The yadavas had always been a fun-loving lot. And like most fun-loving people, they took it to extremes finally when one day one of them disguised himself as a pregnant woman and his companion asked a passing sage what the sex of their unborn child would be. The rishi didn't see the humor in it, and suggested that it would be a mace, and that it would wipe out the clan. Sure enough it did, and when the last bit of that mace formed the point of a hunter's arrow, it killed the last one of 'em all, perhaps the greatest mortal that ever was. And Dwaraka went under.
A lot of people in the world would wish that the rest of the world had gone under then, too. Krishna was perhaps the last time that being human looked so good. In a world where 1.5 billion of 5.5 billion live under 1 dollar a day and where peace is more difficult to find than God, ISKCON has been trying its bit at alleviating the misery of being human. And as it has grown into a huge organization today, this is 10 days of extra-effort across the globe.
The International Society for Krishna Consciousness (ISKCON) is celebrating the Sri Krishna Janmashtami festival from the Balaram Purnima to the Sri Krishna Janmashtami Nandotsavam for a 10-day period, starting the 4th of this month. Incidentally, this also happens to be the 25th anniversary of the ISKCON branch at Medchal.
ISKCON invites all the people of Hyderabad to celebrate this festival with them amidst the special pujas performed here continuously, and enjoy the classical and devotional music of R Sathyanarayanan (on the 4th), and concerts by Anup Jalota and K J Yesudas' (on the 12th).
A self-taught classical singer, Maharajapuram R Sathyanarayanan will perform on the first day of the celebrations. He is the great grandson of the renowned musician late Maharajapuram Vishwanatha Iyer. After starting training at the age of five, he has emerged a multi-faceted artist who performs Carnatic vocals with a harmonium. He can give concerts in Carnatic and Hindustani, and also render ghazals, bhajans and light music. He has given over 60 performances as of now, and in various parts of India. He is soon coming out with a cassette of Urdu ghazals called "Talash". At an age of 21, he has conferred upon him titles like "Gaathra Shiromani", "Gaathra Nidhi" and "Sangeet Gaathra Samrat".
The festival will have special programs everyday, such as the Maha Shringar Darshan, the Bhagavatam Katha, the prasadam distribution, Sankirtanas, the Raja Bhoga Aarathi, the Sandhya Aarathi, lectures and Maha Prasadam feasts.
The Jalota-Yesudas Concerts
On the 12th, Anup Jalota will start the program with bhajans. Jalota is popularly known as the "Bhajan Samrat" of India for his unending string of hit bhajan albums. He is credited with spearheading a mini-cultural renaissance in India by repopularizing the infinite beauty of spiritual music through this genre of devotional music. It is primarily due to his attempts that the mellifluous strains of bhajans can be heard every morning in homes throughout India.

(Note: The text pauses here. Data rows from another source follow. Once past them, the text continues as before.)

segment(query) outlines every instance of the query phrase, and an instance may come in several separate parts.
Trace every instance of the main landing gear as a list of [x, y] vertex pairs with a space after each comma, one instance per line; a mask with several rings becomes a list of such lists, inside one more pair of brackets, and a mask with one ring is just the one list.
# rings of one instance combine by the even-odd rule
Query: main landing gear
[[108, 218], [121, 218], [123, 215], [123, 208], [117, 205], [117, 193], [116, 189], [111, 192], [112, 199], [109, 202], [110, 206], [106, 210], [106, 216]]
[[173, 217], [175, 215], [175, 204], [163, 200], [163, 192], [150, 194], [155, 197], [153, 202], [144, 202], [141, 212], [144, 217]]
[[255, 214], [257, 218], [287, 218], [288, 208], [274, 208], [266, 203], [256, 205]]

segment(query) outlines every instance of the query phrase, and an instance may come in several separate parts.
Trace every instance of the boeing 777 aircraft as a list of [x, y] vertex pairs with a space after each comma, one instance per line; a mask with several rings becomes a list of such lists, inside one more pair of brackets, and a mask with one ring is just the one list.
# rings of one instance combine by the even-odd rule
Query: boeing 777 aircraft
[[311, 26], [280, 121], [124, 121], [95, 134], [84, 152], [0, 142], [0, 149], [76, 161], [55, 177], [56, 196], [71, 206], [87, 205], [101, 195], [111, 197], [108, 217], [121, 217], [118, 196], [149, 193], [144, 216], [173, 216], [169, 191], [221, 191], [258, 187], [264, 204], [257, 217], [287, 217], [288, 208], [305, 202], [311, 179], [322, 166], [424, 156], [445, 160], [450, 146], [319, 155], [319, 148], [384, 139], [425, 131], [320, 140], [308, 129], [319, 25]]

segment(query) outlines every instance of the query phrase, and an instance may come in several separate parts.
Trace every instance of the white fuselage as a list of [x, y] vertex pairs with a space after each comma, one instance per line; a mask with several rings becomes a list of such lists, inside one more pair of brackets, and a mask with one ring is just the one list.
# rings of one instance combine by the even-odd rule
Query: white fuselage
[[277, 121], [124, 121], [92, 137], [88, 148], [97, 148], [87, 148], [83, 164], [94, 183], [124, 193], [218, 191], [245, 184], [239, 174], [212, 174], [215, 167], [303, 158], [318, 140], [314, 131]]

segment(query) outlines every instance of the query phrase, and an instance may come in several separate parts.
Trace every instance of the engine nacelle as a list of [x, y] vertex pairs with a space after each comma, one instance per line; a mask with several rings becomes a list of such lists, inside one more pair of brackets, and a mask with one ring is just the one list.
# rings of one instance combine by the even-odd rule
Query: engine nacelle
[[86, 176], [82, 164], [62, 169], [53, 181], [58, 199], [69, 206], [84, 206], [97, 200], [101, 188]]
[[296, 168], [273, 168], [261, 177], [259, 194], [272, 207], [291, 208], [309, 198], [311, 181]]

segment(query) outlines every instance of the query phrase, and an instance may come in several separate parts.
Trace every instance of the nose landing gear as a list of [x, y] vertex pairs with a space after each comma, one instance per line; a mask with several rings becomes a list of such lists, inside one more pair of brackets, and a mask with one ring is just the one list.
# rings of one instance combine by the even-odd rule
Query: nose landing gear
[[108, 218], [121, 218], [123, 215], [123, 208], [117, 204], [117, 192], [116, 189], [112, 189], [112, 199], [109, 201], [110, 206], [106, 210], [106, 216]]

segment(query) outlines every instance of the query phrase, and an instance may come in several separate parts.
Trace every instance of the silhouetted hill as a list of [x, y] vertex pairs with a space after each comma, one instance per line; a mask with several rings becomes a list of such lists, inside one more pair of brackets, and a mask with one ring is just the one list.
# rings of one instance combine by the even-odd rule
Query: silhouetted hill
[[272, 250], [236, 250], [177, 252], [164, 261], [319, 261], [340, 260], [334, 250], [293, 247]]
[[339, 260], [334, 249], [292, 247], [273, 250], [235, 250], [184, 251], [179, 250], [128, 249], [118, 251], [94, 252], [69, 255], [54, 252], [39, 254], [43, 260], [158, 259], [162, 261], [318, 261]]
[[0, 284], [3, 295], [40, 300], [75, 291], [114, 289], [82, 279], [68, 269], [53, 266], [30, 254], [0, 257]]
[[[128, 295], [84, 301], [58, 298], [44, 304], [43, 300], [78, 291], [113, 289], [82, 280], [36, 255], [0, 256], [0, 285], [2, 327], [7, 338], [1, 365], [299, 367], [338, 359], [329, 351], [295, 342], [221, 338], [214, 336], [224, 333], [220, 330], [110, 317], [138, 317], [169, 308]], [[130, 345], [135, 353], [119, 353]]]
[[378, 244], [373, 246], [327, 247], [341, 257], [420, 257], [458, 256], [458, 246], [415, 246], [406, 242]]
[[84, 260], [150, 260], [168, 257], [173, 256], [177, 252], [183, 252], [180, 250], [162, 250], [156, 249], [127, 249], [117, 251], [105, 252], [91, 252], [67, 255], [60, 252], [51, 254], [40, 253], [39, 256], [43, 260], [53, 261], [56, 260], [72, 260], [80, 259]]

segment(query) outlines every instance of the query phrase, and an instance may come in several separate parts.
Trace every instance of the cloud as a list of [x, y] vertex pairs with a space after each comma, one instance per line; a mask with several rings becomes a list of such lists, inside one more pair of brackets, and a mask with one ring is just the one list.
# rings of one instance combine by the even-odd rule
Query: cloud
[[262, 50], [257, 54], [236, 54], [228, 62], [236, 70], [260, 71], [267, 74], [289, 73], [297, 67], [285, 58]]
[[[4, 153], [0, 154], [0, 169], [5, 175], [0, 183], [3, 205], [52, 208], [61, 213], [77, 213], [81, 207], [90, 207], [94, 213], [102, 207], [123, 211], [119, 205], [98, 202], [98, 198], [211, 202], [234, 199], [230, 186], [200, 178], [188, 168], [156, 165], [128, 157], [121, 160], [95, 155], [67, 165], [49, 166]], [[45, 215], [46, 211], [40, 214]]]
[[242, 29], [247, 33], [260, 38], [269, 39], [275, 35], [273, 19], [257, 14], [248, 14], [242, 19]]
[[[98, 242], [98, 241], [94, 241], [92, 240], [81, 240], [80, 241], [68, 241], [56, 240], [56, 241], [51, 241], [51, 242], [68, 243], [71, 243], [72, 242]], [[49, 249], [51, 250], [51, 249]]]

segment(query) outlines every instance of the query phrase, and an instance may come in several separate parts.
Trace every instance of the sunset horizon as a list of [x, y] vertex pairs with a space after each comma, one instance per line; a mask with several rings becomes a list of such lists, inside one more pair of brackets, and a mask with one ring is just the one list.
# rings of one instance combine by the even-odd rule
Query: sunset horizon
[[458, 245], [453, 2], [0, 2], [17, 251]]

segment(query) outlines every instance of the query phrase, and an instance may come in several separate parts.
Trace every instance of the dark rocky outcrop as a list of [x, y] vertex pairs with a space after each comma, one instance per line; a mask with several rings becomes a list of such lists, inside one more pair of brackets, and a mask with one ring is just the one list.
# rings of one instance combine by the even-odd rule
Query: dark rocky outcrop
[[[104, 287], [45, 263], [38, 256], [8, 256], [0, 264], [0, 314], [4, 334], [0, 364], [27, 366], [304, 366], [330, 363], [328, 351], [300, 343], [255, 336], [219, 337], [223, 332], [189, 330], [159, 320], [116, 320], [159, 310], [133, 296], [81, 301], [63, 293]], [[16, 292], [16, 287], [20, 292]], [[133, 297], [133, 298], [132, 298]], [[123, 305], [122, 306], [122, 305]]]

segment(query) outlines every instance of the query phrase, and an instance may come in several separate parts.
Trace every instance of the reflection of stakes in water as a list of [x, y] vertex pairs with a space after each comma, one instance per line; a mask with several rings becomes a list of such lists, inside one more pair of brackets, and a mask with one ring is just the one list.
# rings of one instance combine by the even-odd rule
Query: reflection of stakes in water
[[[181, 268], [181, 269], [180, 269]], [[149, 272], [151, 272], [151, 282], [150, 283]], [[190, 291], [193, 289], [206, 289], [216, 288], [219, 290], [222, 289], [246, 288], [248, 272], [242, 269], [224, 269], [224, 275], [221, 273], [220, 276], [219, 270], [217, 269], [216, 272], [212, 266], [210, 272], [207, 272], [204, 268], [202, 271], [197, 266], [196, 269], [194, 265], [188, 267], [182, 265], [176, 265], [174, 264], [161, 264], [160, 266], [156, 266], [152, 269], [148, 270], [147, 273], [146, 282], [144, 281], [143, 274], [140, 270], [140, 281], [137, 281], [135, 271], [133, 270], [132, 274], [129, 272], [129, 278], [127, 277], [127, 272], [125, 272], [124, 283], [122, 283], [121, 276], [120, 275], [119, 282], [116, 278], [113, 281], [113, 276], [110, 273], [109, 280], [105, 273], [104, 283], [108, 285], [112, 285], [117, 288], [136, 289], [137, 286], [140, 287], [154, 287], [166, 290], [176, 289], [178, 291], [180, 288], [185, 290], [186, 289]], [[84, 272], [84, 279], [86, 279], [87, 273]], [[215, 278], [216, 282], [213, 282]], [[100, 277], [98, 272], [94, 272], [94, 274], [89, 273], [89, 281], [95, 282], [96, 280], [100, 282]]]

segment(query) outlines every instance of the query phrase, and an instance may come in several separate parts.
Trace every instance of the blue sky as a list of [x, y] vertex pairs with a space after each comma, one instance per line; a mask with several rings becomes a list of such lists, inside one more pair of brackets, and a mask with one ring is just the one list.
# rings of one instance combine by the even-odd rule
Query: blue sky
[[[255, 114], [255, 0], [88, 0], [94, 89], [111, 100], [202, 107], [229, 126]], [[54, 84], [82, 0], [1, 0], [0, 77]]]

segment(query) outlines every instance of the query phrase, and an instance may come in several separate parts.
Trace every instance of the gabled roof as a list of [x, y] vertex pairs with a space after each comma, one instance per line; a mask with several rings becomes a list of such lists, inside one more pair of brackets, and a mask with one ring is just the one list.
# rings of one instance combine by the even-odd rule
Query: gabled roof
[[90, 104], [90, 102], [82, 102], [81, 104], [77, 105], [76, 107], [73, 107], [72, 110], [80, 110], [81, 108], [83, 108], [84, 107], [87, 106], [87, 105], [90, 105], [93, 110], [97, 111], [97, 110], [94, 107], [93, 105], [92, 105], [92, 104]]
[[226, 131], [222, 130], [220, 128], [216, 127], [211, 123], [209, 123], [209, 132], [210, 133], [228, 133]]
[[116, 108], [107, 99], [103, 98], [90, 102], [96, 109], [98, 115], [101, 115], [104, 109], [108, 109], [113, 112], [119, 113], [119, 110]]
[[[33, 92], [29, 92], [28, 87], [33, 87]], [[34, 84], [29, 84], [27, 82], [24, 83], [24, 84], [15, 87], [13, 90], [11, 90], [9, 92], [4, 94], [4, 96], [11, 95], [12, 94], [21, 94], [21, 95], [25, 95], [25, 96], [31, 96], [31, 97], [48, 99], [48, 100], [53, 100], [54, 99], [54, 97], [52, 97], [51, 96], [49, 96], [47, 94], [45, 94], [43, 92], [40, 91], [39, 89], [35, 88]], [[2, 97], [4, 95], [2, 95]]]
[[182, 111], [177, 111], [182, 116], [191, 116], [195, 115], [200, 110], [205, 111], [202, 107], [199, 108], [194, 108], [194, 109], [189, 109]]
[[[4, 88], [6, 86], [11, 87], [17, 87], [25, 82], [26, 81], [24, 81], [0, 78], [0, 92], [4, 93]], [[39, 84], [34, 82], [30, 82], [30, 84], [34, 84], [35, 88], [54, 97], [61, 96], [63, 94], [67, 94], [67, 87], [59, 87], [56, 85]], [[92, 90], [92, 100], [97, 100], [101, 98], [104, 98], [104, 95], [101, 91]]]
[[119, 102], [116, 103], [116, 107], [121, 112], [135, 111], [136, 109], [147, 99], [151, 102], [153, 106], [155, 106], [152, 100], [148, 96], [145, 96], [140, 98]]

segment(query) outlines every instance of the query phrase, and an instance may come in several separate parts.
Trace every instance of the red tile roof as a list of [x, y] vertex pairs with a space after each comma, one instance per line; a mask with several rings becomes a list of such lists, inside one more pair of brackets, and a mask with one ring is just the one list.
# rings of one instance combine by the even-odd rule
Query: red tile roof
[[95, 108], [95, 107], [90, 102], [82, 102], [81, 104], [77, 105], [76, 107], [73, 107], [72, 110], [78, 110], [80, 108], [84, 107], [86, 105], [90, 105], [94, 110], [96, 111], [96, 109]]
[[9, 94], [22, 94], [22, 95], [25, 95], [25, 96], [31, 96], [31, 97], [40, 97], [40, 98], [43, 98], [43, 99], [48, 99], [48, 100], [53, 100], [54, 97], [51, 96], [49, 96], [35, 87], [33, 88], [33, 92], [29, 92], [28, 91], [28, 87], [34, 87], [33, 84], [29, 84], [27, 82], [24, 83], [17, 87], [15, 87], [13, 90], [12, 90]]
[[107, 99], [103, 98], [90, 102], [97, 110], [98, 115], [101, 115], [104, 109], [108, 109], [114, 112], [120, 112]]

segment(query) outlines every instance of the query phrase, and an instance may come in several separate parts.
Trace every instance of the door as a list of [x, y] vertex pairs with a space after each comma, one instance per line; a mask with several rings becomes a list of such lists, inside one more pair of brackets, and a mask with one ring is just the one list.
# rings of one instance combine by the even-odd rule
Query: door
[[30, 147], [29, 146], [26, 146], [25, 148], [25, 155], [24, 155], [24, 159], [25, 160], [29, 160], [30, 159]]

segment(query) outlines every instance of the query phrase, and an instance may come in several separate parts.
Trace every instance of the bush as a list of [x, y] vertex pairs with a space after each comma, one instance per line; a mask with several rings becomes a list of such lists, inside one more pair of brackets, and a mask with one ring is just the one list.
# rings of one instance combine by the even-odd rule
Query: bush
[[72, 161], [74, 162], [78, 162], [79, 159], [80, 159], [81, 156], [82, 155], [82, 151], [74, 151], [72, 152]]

Born and brought up in Lucknow under the expert guidance of his father Purshottam Das Jalota, himself a renowned bhajan singer, it is no wonder that Anup Jalota has now proved to be the exception to the rule in the Indian entertainment industry that religious music doesn't sell like other forms do.
Yesudas will be next with classical devotional songs. Yesudas' success in the dual spheres of both popular music and classical music is unparalleled. If his awards-list justifies his achievements, then here it is - he has been awarded the prestigious Padmasri by the President of India, and has myriad other accolades to his credit. A few of them are 6 National Awards, a Filmfare Special Award, the Sur Singar Samshad Award, 6 Kerala State Awards, 8 Tamil Nadu State Awards, 5 Karnataka State Awards, 4 Andhra Pradesh State Awards and 1 State Award from Bengal.
Entry to these programs is free, and breakfast and lunch will be distributed as
prasadam by ISKCON during these ten days.